In [1]:
import pandas as pd
import numpy as np
import re

import matplotlib.pyplot as plt
from collections import defaultdict
from sklearn.metrics.pairwise import cosine_similarity
from scipy.cluster.hierarchy import linkage, fcluster, dendrogram
from sentence_transformers import SentenceTransformer

### Filling packing_form column 

In [2]:
def determine_packaging(salt):
    """Determine packaging form based on dosage information in salts"""
    if pd.isna(salt):
        return np.nan
    
    patterns = [
        (r'\b(mg|g|mcg)\b(?!.*/|\d+ml)', ['STRIP', 'Strip | Tablet', 'Strip TABLET', 'Strip | Capsule']),
        (r'\b(mg|g|mcg)/tablet\b', ['Strip | Tablet', 'STRIP']),
        (r'\b(mg|g|mcg)/ml\b', ['BOTTLE', 'Bottle | Suspension', 'Bottle SYRUP', 'Bottle | Syrup']),
        (r'\b%\s*(w/v|w/w)?\b', ['TUBE', 'BOTTLE', 'Bottle | Lotion']),
        (r'\b(iu|units?)/ml?\b', ['VIAL', 'AMPOULE', 'Vial | Injection']),
        (r'\b(ml|litre)\b', ['BOTTLE', 'Bottle | Solution', 'Bottle | Liquid']),
        (r'\b(injection|inj)\b', ['AMPOULE', 'Vial | Injection', 'INJECTION']),
        (r'\b(cream|ointment)\b', ['TUBE', 'Tube | Cream']),
        (r'\b(drops|solution)\b', ['Bottle | Drops', 'Bottle | Solution']),
        (r'\b(gel|shampoo)\b', ['Tube | Gel', 'Bottle | Shampoo']),
        (r'\b(powder|sachet)\b', ['SACHET', 'Packet | Suspension']),
    ]
    

    for pattern, packaging_options in patterns:
        if re.search(pattern, str(salt).lower()):

            for option in packaging_options:
                if option in valid_packaging:
                    return option
                

    return np.random.choice(['STRIP', 'BOTTLE', 'TUBE'], p=[0.5, 0.3, 0.2])


valid_packaging = [
    'STRIP', 'Strip | Tablet', 'Bottle | Suspension', 'BOTTLE',
    'Bottle SYRUP', 'Bottle | Syrup', 'Strip TABLET', 'AMPOULE',
    'Bottle | Infusion', 'Bottle | Oral Drops', 'Bottle | Spray',
    'INJECTION', 'TUBE', 'Vial | Injection', 'VIAL', 'Tube | Cream',
    'Bottle | Nasal Spray', 'Bottle | Nasal Drops', 'Tube | Gel',
    'Box | Injection', 'Tube | Mouth Gel', 'Tube GEL',
    'Bottle | Eye Drops', 'Vial INJECTION', 'Strip',
    'Bottle | Oral Suspension', 'Strip | Capsule', 'Tube',
    'Ampoule | Injection', 'Tube | Ointment', 'Packet | Injection',
    'Bottle', 'Bottle | Drops', 'Bottle | Solution', 'DRY VIAL',
    'Bottle | Oral Solution', 'Bottle | Eye/Ear Drops',
    'Bottle SUSPENSION', 'SACHET', 'Packet | Suspension', 'DEVICE',
    'BOX', 'Pack | Soap', 'Bottle | Dusting Powder', 'DROPS',
    'Tube | Shampoo', 'Bottle | Shampoo', 'CONTAINER',
    'Bottle | Lotion', 'PACK', 'PACKET', 'Bottle | Liquid',
    'Bottle | Tablet', 'Vial | Infusion', 'Bottle | Injection'
]

def fill_packaging_forms(df):
    """Main function to fill missing packaging forms"""
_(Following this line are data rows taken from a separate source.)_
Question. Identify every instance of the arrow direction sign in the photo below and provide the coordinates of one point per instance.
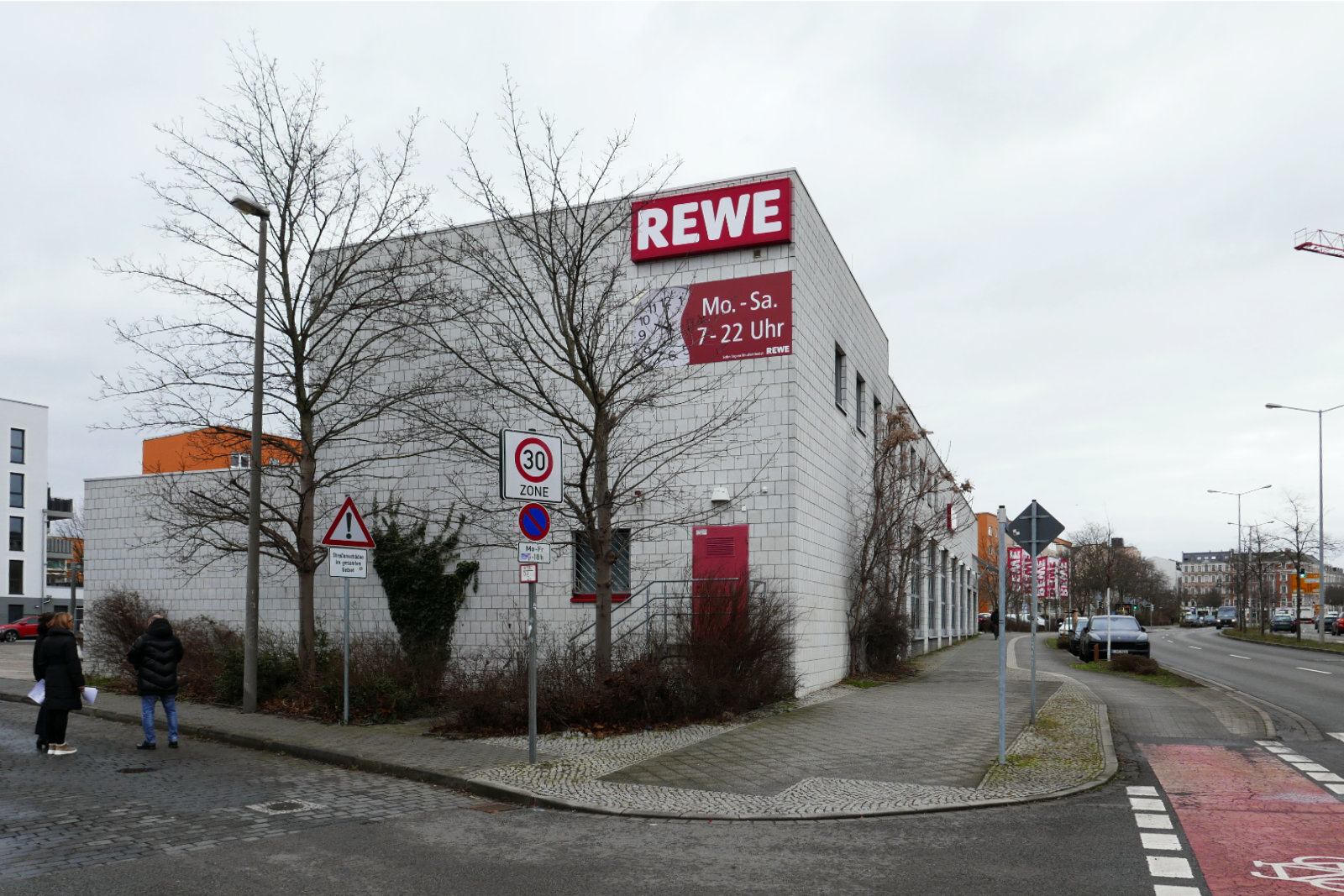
(1035, 540)
(349, 530)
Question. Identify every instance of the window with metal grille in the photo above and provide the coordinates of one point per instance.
(860, 398)
(842, 375)
(585, 571)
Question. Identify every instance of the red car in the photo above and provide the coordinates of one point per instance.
(24, 627)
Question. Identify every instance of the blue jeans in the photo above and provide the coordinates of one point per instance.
(147, 715)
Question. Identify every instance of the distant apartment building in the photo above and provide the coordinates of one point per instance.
(31, 512)
(218, 448)
(1207, 578)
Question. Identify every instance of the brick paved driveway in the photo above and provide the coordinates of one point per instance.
(952, 714)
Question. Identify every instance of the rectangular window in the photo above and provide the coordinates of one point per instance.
(585, 571)
(842, 375)
(860, 401)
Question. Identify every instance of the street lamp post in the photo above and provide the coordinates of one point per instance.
(1238, 496)
(1320, 483)
(253, 600)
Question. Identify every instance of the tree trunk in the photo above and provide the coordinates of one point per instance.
(307, 566)
(602, 555)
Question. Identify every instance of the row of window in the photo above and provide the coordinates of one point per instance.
(860, 396)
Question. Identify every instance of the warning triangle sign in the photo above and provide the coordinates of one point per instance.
(349, 530)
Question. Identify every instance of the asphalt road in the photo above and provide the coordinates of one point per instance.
(1305, 683)
(205, 819)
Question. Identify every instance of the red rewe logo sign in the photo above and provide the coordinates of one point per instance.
(711, 221)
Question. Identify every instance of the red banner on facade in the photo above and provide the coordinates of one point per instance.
(711, 221)
(718, 322)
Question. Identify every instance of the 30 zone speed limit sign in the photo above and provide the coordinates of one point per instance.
(531, 466)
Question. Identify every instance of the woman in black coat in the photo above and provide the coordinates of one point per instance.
(58, 664)
(40, 730)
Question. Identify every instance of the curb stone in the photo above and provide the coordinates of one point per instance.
(510, 793)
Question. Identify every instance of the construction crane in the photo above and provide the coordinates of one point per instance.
(1319, 241)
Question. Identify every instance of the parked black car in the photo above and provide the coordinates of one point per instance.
(1126, 636)
(1283, 624)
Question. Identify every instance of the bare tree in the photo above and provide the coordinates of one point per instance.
(549, 332)
(1299, 542)
(340, 308)
(904, 503)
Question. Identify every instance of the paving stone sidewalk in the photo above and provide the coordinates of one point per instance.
(924, 745)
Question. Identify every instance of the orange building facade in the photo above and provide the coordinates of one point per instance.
(213, 449)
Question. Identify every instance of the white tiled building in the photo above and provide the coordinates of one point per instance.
(796, 466)
(30, 508)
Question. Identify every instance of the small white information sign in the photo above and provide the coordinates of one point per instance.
(534, 553)
(347, 563)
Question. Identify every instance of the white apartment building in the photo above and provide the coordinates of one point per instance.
(30, 510)
(819, 360)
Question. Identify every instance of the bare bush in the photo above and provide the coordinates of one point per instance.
(698, 672)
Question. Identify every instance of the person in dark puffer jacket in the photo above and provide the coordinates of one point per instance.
(155, 658)
(58, 665)
(40, 730)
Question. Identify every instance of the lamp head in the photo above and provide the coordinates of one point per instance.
(249, 207)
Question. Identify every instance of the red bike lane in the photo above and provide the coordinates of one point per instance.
(1254, 824)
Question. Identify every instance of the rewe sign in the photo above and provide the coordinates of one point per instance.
(711, 221)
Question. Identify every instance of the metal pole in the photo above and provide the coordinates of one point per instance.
(531, 673)
(1003, 640)
(346, 715)
(1320, 530)
(1034, 511)
(253, 600)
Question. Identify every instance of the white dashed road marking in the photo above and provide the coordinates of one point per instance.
(1310, 768)
(1151, 815)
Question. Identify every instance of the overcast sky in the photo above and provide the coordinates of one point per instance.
(1074, 222)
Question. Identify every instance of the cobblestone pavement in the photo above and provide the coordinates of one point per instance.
(914, 746)
(111, 804)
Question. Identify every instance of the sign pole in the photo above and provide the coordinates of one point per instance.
(1034, 544)
(531, 673)
(1003, 640)
(346, 714)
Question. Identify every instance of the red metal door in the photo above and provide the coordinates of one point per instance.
(719, 564)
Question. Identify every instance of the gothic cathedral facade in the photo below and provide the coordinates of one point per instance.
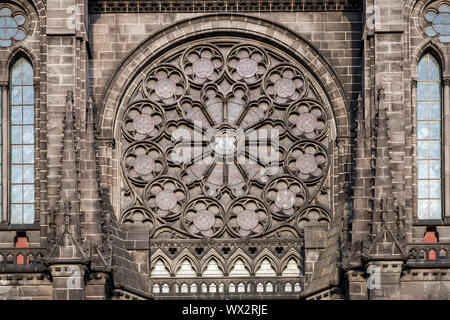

    df['salts'] = df['salts'].str.lower().fillna('')
    

    packaging_dist = df['packaging_form'].value_counts(normalize=True)
    

    mask = df['packaging_form'].isna()
    df.loc[mask, 'packaging_form'] = df.loc[mask, 'salts'].apply(
        lambda x: determine_packaging(x) if pd.notna(x) else np.random.choice(
            packaging_dist.index.tolist(), 
            p=packaging_dist.values.tolist()
        )
    )
    
    return df

In [None]:
class FormulationClusterer:
    def __init__(self):
        # Use a biomedical sentence transformer model
        self.model = SentenceTransformer('paraphrase-MiniLM-L6-v2')
        
    def preprocess(self, texts):
        """Standardize formulation strings"""
        processed = []
        for text in texts:
            text = str(text).lower().replace('%', ' percent').replace('/', ' per ')
            text = re.sub(r'[^a-z0-9\s]', ' ', text)
            text = re.sub(r'\s+', ' ', text).strip()
            processed.append(text)
        return processed
    
    def get_embeddings(self, texts):
        """Convert text to embeddings"""
        return self.model.encode(texts, convert_to_tensor=True).cpu().numpy()
    
    def cluster_formulations(self, formulations, threshold=0.3):
        """Perform hierarchical clustering"""
        cleaned = self.preprocess(formulations)
        embeddings = self.get_embeddings(cleaned)
        
        dist_matrix = 1 - cosine_similarity(embeddings)
        
        linkage_matrix = linkage(dist_matrix, 'average')
        
        clusters = fcluster(linkage_matrix, threshold, criterion='distance')
        
        return clusters, linkage_matrix

    def print_clusters(self, formulations, clusters):
        """Display clustered formulations"""
        cluster_dict = defaultdict(list)
        for formulation, cluster_id in zip(formulations, clusters):
            cluster_dict[cluster_id].append(formulation)
            
        for cluster_id, members in cluster_dict.items():
            print(f"\nCluster {cluster_id}:")
            print("-" * 40)
            print("\n".join(members))
            
df = pd.read_csv('/Users/sushanth/Desktop/submission/cleaned_medlr_dataset.csv')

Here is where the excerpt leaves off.